Control, Automation and Digitalization: An Industrialist’s Perspective

Peter Terwiesch1

  • 1A.B.B. Corporate Research

Details

08:30 - 09:30 | Wed 22 Aug | Grand Ball+Amalienborg | WeP1.1

Session: Plenary Lecture by Peter Terwiesch

Abstract

Closing loops has been a key paradigm in automatic control for a long time, enabling better and more consistent performance of the underlying processes around which control loops were closed. Control was one of several enablers for the first three industrial revolutions. During most time since the introduction of digital technologies for closed-loop control, memory, processing power and communication bandwidth limitations were the active constraints towards the application of advanced control concepts in industry. During the last two decades, the continued advances in underlying information technologies delivered by "Moore's law" have gradually lifted those constraints, except for the most complex control problems. Today, efforts related to process modelling and control engineering are increasingly the active constraints that limit further progress. Automation continues to evolve, from originally isolated applications to today's typically connected ones, towards more collaborative and, ultimately, more autonomous operations. Latest with the declaration of a "Fourth Industrial Revolution" since 2012, work has been intensified on deploying new sensing and information technologies towards closing new loops.
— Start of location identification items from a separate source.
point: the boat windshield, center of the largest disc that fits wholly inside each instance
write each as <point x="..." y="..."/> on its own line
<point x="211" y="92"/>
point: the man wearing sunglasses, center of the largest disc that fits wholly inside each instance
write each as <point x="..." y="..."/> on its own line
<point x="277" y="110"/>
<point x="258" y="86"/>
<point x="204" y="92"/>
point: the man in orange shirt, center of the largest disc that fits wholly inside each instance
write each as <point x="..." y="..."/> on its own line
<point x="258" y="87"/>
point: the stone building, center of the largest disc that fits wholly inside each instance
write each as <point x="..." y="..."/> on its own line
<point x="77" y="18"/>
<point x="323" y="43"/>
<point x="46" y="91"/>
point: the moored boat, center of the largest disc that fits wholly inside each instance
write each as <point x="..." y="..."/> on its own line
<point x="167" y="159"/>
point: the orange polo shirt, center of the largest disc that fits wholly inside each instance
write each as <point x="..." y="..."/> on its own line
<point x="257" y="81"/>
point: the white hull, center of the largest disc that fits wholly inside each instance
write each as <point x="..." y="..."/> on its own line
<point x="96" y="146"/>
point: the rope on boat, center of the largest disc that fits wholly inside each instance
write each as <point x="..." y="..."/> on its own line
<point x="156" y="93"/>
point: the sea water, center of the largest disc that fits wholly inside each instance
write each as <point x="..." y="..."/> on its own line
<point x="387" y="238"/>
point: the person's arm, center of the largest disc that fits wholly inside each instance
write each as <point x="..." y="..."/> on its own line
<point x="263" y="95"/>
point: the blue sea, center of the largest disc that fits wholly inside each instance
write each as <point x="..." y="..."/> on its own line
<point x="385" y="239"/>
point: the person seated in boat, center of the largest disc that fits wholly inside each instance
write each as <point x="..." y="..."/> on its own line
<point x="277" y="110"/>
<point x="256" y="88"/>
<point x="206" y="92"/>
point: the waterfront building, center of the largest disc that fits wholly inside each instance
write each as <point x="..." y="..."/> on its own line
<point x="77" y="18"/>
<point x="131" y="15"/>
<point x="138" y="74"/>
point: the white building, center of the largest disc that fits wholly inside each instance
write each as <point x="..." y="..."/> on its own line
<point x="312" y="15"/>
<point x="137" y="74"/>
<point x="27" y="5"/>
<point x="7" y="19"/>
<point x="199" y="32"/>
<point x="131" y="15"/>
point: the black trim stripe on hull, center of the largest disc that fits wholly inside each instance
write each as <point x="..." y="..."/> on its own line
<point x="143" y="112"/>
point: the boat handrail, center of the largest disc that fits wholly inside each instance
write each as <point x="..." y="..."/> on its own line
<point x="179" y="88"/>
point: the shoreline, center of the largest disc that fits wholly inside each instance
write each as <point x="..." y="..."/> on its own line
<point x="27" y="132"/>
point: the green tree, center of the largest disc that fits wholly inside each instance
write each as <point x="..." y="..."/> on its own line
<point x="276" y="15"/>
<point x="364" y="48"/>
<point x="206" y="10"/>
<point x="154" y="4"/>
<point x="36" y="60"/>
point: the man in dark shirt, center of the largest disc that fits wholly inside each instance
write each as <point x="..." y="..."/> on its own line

Beyond traditional variables, such as throughput or product quality, availability and performance of the production assets are being added to the consideration., Self-configuration, mass customization and, more generally, the automation of knowledge work are declared as objectives. Information is combined across the traditionally separate operations and enterprise/IT domains and different sensors, models, and algorithms are required to extend close-loop control concepts to a much broader domain. This presentation aims at presenting a snapshot of this development from an industrial perspective, using current industrial application examples to identify both actual progress and areas for further research and development.